Previous studies showed that apoptosis inhibitors (e.g., caspase inhibitor Z-VAD-FMK [84,85,86] and selective Rho-associated kinase (ROCK) inhibitor Y-27632 [87]) can effectively improve cellular hypothermia tolerance ability. Surojit et al. used the broad-spectrum cysteinase inhibitor z-VAD to investigate the mechanism of cryo-induced apoptosis in peripheral blood mononuclear cells (PBMCs) [88]. They not only demonstrated the ability of z-VAD to inhibit mitochondrial membrane perturbation and apoptotic cell death, but also indicated that cysteinase-mediated mitochondrial membrane damage is associated with freeze-induced apoptosis of CD4+ T cells. In addition, when stallion spermatozoa were frozen using inhibitors of the mitochondrial permeability transition pore (MPTP), a significant decrease in cysteinase activity and membrane permeability and an increase in the mitochondrial membrane potential were observed in the spermatozoa post-thawing [89]. Therefore, it can be concluded that low-temperature preservation can induce apoptosis through intrinsic/mitochondrial pathways.
Since low-temperature preservation activates apoptotic pathways via multiple pathways (Table 1), various inhibitors of these pathways could be utilized to prevent apoptosis. Maria et al. demonstrated the usage of Z-VAD-FMK during vitrification/warming and post-warming culture can partially inhibit cryopreservation-induced apoptosis by reducing the level of active caspase-3, which improves cryotolerance of bovine in vitro produced (IVP) embryos [84]. Glycerol is a widely used CPA in cryopreservation with an excellent antiapoptotic capability, and Zeng et al. demonstrated that 2% and 3% glycerol have the best antiapoptotic effects for boar spermatozoa [90]. However, the mechanism and relationships between glycerol and apoptosis-related gene expressions need to be further clarified. Furthermore, osmotic shock, oxidative stress, and ROS generation in biopreservation aggravate cryodamage [91,92]. High concentrations of ROS deplete ATP and cause apoptosis and cell death [93]; thus, antioxidants can scavenge the released free radicals and, thus, reduce oxidative stress and inhibit the related apoptotic pathways. Mahin et al. utilized vitamin D as an antioxidant in a cryopreservation solution to improve the viability and functionality of human sperm [94].

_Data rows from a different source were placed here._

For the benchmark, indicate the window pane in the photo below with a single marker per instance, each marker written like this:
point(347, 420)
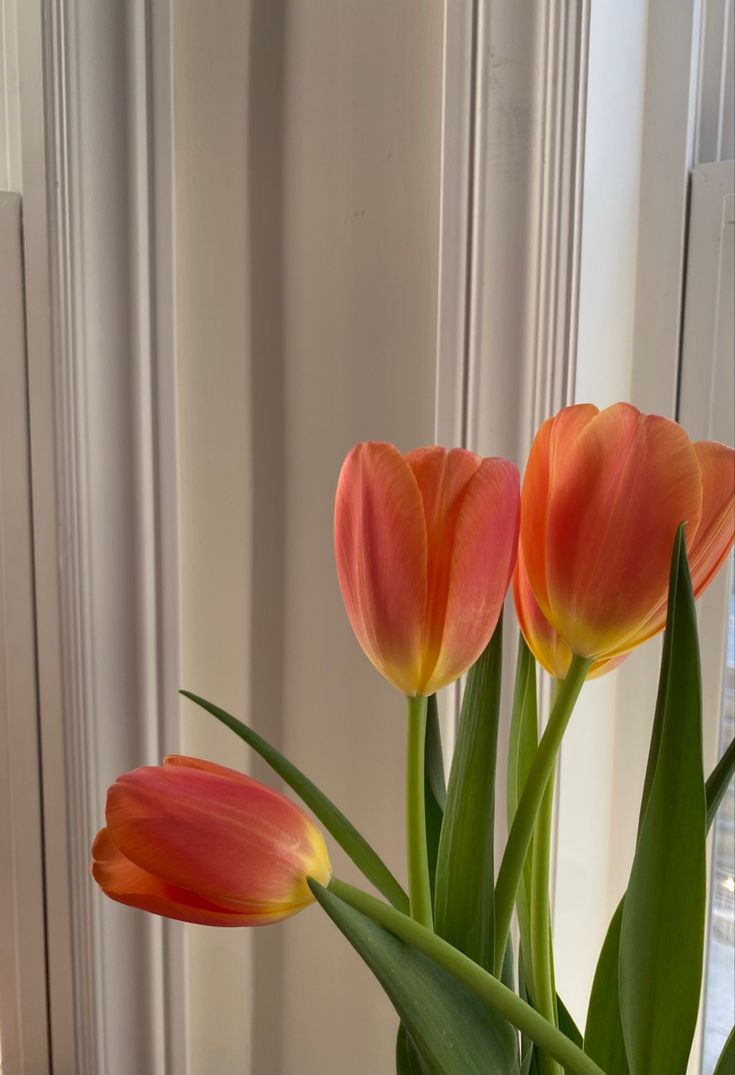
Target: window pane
point(719, 1013)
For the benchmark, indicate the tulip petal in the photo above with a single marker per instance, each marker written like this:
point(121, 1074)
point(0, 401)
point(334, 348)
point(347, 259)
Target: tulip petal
point(480, 556)
point(123, 880)
point(623, 485)
point(380, 547)
point(207, 767)
point(708, 547)
point(234, 842)
point(443, 477)
point(714, 539)
point(544, 642)
point(546, 460)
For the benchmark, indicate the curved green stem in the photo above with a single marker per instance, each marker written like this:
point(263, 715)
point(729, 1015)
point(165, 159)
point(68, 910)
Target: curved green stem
point(523, 823)
point(419, 887)
point(542, 968)
point(488, 988)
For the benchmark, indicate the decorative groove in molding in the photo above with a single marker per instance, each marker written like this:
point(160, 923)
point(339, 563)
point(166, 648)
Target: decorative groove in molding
point(109, 143)
point(515, 92)
point(559, 235)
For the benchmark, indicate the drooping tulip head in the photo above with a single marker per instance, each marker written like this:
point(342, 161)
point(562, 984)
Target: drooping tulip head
point(201, 843)
point(426, 544)
point(603, 496)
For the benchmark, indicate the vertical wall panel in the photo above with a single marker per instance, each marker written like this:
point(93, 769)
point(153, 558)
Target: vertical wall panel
point(307, 161)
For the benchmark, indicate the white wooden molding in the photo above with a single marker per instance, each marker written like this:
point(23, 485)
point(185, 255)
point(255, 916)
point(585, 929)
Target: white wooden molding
point(96, 126)
point(23, 898)
point(668, 133)
point(513, 163)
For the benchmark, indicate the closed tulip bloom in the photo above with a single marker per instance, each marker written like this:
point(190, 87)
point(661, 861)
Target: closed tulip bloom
point(603, 496)
point(546, 644)
point(426, 545)
point(204, 844)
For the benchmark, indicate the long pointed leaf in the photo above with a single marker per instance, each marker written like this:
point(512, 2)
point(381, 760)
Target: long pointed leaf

4. Necroptotic Pathways of Low-Temperature Biopreservation

Necroptosis is the characterized programmed necrosis, which is triggered by cytokines and pattern recognition receptors (PRRs) and is modulated in a RIPK1- and RIPK3-dependent manner and also involves the tumor necrosis factor (TNF) signaling pathway [97,98]. Previous studies demonstrated that low-temperature preservation causes cell death via programmed necrosis, i.e., necroptosis (Table 2), though the exact molecular mechanisms have not been fully elucidated [54,99]. It has been shown that the concentration of intracellular tumor necrosis factor (TNF-α) increases after cryopreservation in both peripheral blood mononuclear cells [100] and pancreatic islets [101], suggesting a TNF-α-mediated pathway of cryopreservation-induced cell death. Therefore, cell necroptosis could be another important molecular mechanism of cryoinjuries in low-temperature preservation.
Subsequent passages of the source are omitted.